The Venezuelan government, under Hugo Chavez, has recently directed OPEC to regulate the market in favour of the exporters. Venezuela's new administration, with a huge electoral majority, has put forward important social and political reforms. These reforms, in addition to Chavez recent visit to Iraq, and Cuba have caused Washington and the ail interests to look with disfavour on him.

On October 17, the Colombian press began to report alleged border incidents with and military attacks from Venezuela. This press offensive is preparing public opinion for a fabricated Colombian-Venezuelan conflict that would convert the U.S. intervention in Colombia into an intervention against the Venezuelan government.

Oxy vice President Lerry Mariage demanded that Plan Colombia be executed on the Colombia-Venezuela border in the area of Oxy's contract - U'wa territory -.and in Catatumbo, which is the area of a new BP-Amoco contract that the paramilitaries are "cleaning up."
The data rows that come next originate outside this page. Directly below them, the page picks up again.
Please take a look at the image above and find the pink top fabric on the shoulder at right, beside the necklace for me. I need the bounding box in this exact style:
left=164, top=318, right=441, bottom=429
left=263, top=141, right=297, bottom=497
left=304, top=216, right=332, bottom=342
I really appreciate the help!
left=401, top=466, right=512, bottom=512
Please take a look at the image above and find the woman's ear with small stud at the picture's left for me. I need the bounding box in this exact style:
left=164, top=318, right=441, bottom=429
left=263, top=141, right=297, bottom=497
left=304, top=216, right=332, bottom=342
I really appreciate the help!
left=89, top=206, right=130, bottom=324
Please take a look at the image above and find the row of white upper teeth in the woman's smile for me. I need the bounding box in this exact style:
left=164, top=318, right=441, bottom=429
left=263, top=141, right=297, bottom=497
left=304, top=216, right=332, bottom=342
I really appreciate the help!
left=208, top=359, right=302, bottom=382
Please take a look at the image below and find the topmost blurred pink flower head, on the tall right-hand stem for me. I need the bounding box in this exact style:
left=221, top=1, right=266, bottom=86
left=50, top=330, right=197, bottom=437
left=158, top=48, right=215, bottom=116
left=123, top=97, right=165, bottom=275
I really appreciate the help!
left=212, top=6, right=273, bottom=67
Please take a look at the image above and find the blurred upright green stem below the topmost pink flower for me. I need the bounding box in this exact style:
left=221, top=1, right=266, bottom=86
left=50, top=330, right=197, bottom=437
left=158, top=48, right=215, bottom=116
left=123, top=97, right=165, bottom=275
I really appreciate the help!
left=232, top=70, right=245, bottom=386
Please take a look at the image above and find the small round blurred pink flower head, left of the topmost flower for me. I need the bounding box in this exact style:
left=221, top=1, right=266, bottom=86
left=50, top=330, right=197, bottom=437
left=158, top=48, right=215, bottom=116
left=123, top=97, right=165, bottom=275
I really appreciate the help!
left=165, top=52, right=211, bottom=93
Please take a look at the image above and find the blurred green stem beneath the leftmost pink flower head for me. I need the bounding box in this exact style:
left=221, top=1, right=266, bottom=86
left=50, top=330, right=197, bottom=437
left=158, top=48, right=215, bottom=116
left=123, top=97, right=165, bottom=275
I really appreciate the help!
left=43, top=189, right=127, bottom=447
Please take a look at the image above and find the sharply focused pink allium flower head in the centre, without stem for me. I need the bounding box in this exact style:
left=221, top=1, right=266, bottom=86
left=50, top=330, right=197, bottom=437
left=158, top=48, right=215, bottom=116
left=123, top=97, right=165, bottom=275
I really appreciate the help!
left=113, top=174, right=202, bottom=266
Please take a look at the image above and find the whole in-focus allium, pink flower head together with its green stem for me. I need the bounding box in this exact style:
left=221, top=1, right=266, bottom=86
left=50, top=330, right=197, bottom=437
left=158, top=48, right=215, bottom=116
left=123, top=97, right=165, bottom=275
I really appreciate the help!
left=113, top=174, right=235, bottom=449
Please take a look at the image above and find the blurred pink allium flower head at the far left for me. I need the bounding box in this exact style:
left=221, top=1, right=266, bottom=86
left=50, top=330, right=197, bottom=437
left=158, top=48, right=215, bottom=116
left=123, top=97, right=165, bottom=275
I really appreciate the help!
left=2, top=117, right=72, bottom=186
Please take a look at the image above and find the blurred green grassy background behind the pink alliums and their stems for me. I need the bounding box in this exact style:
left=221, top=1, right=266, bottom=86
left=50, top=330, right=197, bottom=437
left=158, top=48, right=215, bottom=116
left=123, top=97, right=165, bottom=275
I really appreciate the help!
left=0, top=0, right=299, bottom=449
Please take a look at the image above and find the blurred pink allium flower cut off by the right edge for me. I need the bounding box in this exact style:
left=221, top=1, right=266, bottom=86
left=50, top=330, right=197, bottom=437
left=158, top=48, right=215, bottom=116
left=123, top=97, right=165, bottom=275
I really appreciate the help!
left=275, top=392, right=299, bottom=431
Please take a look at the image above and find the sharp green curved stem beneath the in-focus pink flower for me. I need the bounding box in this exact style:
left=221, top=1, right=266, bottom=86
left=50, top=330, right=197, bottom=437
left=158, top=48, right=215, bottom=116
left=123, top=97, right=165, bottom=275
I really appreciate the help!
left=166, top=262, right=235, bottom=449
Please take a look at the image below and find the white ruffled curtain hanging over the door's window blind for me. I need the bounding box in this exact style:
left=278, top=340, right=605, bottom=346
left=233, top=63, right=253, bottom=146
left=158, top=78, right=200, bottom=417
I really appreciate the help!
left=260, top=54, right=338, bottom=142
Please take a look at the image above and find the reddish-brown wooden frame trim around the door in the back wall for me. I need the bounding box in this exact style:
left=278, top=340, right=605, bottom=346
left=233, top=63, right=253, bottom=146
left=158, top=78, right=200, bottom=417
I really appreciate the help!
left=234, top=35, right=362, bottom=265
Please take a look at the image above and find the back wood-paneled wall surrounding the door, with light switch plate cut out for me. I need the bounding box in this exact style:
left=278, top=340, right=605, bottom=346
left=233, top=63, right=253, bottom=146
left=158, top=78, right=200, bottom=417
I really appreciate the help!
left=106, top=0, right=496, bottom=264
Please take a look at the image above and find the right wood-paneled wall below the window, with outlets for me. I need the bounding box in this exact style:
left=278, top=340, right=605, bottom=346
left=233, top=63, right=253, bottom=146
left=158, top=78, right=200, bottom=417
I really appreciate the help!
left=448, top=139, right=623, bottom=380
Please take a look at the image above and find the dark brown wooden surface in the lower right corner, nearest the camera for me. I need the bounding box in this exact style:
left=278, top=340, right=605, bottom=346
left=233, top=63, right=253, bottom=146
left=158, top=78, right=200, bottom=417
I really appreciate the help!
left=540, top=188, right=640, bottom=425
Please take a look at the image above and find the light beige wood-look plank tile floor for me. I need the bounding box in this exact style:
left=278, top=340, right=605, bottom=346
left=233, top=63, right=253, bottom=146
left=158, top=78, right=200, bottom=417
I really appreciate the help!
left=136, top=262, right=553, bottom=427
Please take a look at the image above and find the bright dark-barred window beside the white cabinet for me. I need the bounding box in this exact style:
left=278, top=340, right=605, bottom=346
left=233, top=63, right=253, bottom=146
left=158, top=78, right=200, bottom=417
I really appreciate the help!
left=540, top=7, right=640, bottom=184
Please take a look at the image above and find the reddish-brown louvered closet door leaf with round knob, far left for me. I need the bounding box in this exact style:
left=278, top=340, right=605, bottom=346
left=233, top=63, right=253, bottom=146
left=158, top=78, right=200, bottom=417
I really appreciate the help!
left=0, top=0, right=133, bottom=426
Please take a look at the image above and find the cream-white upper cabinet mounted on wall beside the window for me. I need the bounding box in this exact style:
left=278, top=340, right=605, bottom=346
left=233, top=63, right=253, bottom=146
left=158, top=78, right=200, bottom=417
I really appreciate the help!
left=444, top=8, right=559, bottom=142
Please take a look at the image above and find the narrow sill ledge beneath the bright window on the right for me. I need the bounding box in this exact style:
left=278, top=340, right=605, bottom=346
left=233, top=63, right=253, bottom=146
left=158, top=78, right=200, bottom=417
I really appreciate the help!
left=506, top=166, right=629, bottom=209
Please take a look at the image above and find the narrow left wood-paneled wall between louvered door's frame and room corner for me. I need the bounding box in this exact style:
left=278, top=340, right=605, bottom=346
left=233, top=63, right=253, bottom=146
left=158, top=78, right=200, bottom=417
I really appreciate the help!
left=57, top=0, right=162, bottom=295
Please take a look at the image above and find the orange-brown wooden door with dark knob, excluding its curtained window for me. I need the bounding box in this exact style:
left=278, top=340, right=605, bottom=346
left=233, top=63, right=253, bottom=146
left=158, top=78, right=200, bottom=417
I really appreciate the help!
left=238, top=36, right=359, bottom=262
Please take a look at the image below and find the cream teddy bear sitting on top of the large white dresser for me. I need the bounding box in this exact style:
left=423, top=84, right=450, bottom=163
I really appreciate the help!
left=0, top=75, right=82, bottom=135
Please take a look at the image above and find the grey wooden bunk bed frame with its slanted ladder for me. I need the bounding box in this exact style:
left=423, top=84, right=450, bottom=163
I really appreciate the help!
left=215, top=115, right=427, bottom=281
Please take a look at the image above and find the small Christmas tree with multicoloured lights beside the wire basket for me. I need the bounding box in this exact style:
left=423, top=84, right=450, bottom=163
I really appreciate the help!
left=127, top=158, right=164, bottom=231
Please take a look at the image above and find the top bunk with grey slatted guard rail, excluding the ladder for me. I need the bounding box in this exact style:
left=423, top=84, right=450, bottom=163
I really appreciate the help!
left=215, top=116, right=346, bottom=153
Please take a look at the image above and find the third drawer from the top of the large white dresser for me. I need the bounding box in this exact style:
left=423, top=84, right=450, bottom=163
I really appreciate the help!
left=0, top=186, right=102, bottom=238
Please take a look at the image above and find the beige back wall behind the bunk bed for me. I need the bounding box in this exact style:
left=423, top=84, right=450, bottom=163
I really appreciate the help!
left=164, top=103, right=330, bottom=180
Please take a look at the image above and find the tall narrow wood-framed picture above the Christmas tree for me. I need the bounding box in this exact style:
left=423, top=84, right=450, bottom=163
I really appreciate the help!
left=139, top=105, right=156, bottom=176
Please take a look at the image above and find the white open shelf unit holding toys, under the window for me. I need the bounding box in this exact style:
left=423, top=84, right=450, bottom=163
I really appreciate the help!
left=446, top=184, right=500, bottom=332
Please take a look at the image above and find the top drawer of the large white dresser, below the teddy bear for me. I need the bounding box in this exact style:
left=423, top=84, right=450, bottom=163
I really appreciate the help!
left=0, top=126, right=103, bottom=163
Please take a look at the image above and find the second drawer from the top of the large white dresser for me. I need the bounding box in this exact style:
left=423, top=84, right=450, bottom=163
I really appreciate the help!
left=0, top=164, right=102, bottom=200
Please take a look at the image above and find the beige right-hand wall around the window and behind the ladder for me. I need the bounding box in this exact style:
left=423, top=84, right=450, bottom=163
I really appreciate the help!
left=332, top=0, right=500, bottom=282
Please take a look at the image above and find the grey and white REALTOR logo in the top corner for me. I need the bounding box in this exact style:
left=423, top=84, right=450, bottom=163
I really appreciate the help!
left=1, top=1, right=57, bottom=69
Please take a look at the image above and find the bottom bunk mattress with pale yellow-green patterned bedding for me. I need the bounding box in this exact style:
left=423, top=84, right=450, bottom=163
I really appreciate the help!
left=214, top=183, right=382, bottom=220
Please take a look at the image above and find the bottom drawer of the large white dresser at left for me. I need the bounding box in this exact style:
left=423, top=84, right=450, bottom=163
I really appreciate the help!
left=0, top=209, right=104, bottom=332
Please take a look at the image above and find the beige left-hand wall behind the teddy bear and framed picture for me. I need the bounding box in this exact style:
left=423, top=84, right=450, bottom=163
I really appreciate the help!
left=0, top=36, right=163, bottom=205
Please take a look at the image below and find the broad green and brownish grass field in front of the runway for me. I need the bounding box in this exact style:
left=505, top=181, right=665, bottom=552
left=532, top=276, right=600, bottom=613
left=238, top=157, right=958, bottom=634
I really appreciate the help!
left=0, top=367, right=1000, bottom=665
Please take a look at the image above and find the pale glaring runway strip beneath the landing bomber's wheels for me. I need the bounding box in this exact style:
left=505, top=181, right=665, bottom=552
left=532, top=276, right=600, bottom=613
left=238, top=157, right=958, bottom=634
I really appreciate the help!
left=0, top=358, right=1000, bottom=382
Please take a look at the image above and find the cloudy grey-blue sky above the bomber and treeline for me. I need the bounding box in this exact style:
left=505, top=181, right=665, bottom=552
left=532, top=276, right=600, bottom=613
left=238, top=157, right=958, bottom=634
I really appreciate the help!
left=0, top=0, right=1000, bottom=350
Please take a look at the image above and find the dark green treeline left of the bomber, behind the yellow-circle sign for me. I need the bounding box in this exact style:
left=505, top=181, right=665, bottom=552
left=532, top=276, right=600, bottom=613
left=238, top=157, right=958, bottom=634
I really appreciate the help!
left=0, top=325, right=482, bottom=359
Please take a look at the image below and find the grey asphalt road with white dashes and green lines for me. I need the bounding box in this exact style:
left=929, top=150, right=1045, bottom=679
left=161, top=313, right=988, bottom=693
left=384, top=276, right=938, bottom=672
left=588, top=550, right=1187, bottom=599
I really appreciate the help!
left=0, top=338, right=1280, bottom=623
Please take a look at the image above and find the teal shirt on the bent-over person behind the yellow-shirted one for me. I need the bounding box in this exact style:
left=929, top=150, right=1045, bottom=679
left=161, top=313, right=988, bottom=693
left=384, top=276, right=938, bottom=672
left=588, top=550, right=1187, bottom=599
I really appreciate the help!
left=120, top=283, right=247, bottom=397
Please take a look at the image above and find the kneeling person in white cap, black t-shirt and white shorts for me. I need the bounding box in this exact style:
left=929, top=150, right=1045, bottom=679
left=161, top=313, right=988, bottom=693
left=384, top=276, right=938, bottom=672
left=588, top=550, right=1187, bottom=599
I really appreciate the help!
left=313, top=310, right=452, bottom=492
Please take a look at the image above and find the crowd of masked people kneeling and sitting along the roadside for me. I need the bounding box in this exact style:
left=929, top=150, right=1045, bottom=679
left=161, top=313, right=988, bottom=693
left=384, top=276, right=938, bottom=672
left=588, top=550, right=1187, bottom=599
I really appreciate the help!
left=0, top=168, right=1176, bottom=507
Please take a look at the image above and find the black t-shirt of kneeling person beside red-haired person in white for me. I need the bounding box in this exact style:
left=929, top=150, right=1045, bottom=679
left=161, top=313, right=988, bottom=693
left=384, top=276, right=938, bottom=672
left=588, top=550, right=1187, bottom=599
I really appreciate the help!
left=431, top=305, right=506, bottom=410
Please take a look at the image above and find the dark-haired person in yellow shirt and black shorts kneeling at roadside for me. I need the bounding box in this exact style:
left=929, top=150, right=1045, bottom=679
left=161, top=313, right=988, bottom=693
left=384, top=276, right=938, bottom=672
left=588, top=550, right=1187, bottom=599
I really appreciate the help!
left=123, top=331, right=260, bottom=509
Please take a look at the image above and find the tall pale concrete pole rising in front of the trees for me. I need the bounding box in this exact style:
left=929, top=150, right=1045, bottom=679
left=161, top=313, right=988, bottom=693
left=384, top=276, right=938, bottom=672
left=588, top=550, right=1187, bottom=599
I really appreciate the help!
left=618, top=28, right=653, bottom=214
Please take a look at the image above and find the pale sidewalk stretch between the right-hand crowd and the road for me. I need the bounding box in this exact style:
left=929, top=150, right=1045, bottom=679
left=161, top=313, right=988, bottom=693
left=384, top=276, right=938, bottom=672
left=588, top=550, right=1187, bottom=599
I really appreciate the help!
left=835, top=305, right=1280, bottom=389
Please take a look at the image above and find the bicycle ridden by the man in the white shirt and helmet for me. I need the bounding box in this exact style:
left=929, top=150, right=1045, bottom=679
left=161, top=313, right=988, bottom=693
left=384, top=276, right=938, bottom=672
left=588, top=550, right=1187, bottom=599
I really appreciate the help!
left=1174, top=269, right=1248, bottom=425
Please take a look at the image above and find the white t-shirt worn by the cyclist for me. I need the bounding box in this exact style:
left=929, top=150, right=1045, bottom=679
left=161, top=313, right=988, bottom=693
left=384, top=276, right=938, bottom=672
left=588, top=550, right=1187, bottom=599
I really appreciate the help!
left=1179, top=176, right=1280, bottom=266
Ecuador too is threatened. The U.S. is constructing the Manta Military Base there. Manta, along with another NATO base in the Dutch Antilles, will fill the role that the bases in Panama previously filled.

Ecuador is also a big producer of oil. Its indigenous movement is strong and aspires. to rule the country, something which is seen as a danger by the transnationals. Plan Colombia is gasoline poured on a fire that can ignite a huge war in South America.

In fact, there's a lot of popular activity in the region, and the powerful are getting scared. In Brazil, the Labor Party has just won the mayoral elections in one-third of the municipalities, including Sao Paolo, the largest city in the country. In Peru, Fujimori's dictatorship is collapsing, and the peasants and indigenous people are beginning to create independent movements. In Bolivia, the peasants toppled the Banzer government, which wanted to privatise water. Another reason for the confrontation in Bolivia was the spraying of the illegal coca crops. The Bolivian government was forced to accept negotiation.

Instead of trying to destroy rural communitarian dynamics, we could treat it as an enormous economic and political power able to cause transformations from the base of the society. It is necessary that the peasant be considered a strategic element when defining the function of the peasant economy and native cultures (indigenous and black).

Real support of Colombia would entail changing the commercial treaties so that the U.S. buys, at a fair price, agricultural products rather than cocaine and heroin, it would entail supporting a program of agricultural reform that gives the peasants six million agricultural hectares, which now lie idle. It would entail a respect for the land and rights of the indigenous and Afro- Colombian peoples. And finally, it would mean creating programs that allow rural communities to preserve the forest and defend the environment according to the terms of the World Biodiversity Convention.

Supporting Colombia means refusing military aid to a corrupt political class, an oligarchy that controls the land and political power and sustains itself through a political machine controlled by special interests, the continuous robbery of State money and especially through assassinations and massacres, hypocritically executed through paramilitary groups. What Colombia needs is a democratic peace agreement based on social and political reforms.

The alternative to war is to allow and to promote the massive participation of the peasantry in the development model, not only the marginal participation of a few farmers favoured by patronage, clientage or related programs as part of the war policy. The real problem of participation is access to power and the distribution of wealth.

As long as peasants cannot participate directly of decisions, including those that are taken on international trade treaties and which affect their lives, participation will not be real.

'The goal is not " to conserve" what exists; this means to conserve the poverty and years of domination over the peasants, African-Colombian and indigenous peoples. Instead the goal is to change from the model of domination to one of democratic and direct participation that will promote farmer development and native cultures as part of a new national economy. This is worthy of our own lives!